‘You have a brother, I have been told?’
‘I have a brother, but he is not friendly with me. He is a very good boy though, and has raised himself by his industry. I don’t complain of him.’
As she said it, with her eyes upon the fire-glow, there was an instantaneous escape of distress into her face. Bella seized the moment to touch her hand.
‘Lizzie, I wish you would tell me whether you have any friend of your own sex and age.’
‘I have lived that lonely kind of life, that I have never had one,’ was the answer.
‘Nor I neither,’ said Bella. ‘Not that my life has been lonely, for I could have sometimes wished it lonelier, instead of having Ma going on like the Tragic Muse with a face-ache in majestic corners, and Lavvy being spiteful—though of course I am very fond of them both. I wish you could make a friend of me, Lizzie. Do you think you could? I have no more of what they call character, my dear, than a canary-bird, but I know I am trustworthy.’
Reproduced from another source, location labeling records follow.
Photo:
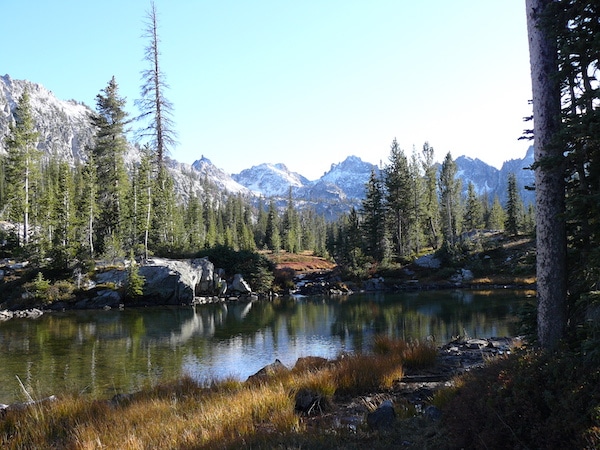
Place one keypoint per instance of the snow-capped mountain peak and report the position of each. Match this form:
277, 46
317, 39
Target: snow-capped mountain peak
270, 179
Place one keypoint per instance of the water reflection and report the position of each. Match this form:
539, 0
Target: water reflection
106, 352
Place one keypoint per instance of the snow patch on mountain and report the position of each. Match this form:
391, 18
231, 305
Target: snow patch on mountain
64, 127
218, 177
270, 179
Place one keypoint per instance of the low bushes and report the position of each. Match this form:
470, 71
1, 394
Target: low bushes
531, 400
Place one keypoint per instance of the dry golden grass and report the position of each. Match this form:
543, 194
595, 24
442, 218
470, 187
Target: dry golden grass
184, 415
300, 262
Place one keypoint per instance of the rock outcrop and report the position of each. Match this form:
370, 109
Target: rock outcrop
169, 282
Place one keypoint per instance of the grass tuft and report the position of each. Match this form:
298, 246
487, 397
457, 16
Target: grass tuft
221, 414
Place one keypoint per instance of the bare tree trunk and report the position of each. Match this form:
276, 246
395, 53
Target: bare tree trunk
549, 180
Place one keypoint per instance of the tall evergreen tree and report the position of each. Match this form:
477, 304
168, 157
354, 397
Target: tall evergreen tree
273, 236
473, 218
398, 198
497, 217
64, 244
373, 220
290, 227
86, 198
416, 210
22, 164
551, 244
514, 207
431, 207
110, 147
450, 205
154, 106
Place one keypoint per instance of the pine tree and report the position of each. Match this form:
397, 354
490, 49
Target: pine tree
431, 210
514, 207
398, 198
22, 165
290, 227
86, 188
135, 281
154, 107
64, 243
374, 225
416, 210
450, 202
497, 216
260, 229
551, 245
108, 154
273, 236
473, 218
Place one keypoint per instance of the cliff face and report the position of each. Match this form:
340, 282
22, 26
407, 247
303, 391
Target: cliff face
64, 126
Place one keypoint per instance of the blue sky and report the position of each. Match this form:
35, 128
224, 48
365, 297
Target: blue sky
304, 83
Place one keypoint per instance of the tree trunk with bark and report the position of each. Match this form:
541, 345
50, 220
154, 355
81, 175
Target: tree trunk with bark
549, 179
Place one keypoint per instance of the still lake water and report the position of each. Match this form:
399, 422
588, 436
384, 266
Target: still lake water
102, 353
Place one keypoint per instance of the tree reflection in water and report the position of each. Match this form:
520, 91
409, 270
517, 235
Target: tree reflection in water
102, 353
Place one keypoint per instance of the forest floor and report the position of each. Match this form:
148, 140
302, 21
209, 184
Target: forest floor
498, 262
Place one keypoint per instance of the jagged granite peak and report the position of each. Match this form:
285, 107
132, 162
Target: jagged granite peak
483, 176
270, 179
350, 176
218, 177
64, 127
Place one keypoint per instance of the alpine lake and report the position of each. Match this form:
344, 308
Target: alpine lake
102, 353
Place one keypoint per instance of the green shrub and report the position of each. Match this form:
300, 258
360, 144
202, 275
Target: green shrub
256, 269
530, 400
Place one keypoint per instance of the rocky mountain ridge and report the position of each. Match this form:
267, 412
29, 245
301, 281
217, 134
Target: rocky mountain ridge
66, 133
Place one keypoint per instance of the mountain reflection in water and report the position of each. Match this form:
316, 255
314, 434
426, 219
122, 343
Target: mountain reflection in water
102, 353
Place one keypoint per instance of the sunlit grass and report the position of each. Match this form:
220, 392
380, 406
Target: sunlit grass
224, 414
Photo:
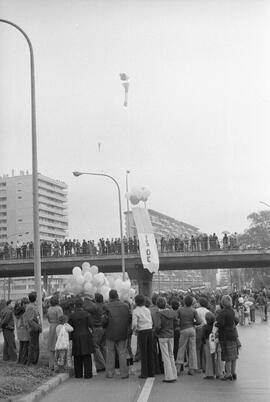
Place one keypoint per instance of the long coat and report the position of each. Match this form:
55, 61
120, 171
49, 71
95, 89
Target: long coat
119, 319
82, 340
53, 314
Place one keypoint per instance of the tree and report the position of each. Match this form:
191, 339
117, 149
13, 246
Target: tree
258, 233
257, 236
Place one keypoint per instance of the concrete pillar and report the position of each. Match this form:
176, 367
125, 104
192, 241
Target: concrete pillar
45, 282
144, 278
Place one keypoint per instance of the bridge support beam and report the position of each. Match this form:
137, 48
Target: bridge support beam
144, 278
45, 282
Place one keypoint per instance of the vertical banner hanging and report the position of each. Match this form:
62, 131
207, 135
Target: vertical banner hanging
147, 242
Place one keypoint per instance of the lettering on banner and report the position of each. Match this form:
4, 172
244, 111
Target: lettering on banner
148, 250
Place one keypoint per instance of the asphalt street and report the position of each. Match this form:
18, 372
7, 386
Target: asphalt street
253, 383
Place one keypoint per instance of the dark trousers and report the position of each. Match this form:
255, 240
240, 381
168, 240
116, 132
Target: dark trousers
23, 352
176, 343
9, 349
145, 341
83, 365
33, 351
158, 364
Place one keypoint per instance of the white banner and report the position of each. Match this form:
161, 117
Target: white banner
147, 242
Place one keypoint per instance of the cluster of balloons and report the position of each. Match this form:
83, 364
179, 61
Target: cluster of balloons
87, 280
138, 194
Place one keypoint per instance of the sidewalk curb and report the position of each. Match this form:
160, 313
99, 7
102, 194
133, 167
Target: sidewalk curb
43, 390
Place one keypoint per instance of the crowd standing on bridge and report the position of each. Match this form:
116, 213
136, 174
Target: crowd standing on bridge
176, 333
67, 248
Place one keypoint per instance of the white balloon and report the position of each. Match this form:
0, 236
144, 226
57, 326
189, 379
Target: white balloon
126, 285
89, 289
77, 289
76, 271
131, 293
94, 270
88, 276
145, 194
98, 280
80, 279
110, 280
118, 284
104, 290
101, 278
85, 266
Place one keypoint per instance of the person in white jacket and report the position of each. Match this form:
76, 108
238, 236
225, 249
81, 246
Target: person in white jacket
62, 344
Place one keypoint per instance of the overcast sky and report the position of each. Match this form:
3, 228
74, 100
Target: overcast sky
196, 129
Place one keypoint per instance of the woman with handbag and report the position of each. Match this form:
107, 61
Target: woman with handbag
82, 340
226, 322
33, 325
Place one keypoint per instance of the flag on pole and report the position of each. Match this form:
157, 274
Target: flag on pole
147, 242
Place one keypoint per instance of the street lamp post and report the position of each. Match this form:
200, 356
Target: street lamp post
37, 261
128, 217
77, 174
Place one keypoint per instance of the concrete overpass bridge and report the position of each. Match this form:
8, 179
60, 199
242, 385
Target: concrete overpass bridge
112, 263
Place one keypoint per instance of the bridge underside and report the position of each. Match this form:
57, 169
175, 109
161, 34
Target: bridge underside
168, 261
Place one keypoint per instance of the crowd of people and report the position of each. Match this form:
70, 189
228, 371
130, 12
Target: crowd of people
183, 243
176, 333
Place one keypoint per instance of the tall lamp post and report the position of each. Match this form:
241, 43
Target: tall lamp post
37, 261
77, 174
128, 217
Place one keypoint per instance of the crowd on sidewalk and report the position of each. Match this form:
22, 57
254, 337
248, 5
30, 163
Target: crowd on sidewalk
67, 248
176, 333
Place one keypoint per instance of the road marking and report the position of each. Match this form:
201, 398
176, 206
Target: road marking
146, 390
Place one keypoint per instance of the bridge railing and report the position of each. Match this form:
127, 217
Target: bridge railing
62, 253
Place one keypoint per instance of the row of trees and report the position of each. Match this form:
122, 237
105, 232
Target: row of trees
257, 235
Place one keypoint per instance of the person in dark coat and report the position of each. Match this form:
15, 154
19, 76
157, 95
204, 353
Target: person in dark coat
82, 340
117, 319
34, 328
7, 324
226, 322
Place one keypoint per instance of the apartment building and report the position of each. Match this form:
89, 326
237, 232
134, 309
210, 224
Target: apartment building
16, 208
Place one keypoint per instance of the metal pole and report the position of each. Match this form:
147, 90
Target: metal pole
128, 217
37, 261
120, 213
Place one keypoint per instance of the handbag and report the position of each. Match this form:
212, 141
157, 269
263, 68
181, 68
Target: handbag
213, 340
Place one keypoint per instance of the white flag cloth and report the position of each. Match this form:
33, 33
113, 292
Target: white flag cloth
147, 242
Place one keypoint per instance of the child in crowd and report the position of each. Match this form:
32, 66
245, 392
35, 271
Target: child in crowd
62, 344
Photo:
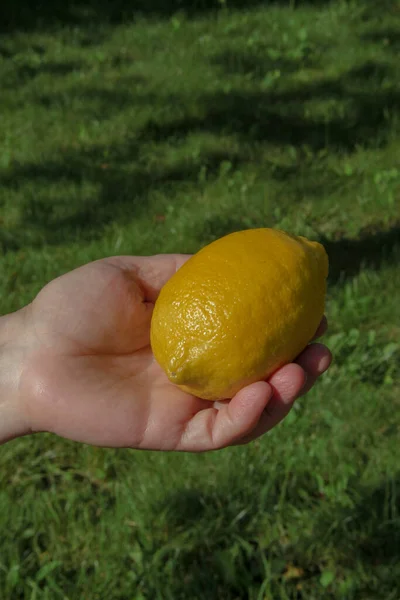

The wayward, playful, affectionate nature, giddy for want of the weight of some sustaining purpose, and capricious because it was always fluttering among little things, was yet a captivating one. To Lizzie it was so new, so pretty, at once so womanly and so childish, that it won her completely. And when Bella said again, ‘Do you think you could, Lizzie?’ with her eyebrows raised, her head inquiringly on one side, and an odd doubt about it in her own bosom, Lizzie showed beyond all question that she thought she could.
‘Tell me, my dear,’ said Bella, ‘what is the matter, and why you live like this.’
Lizzie presently began, by way of prelude, ‘You must have many lovers—’ when Bella checked her with a little scream of astonishment.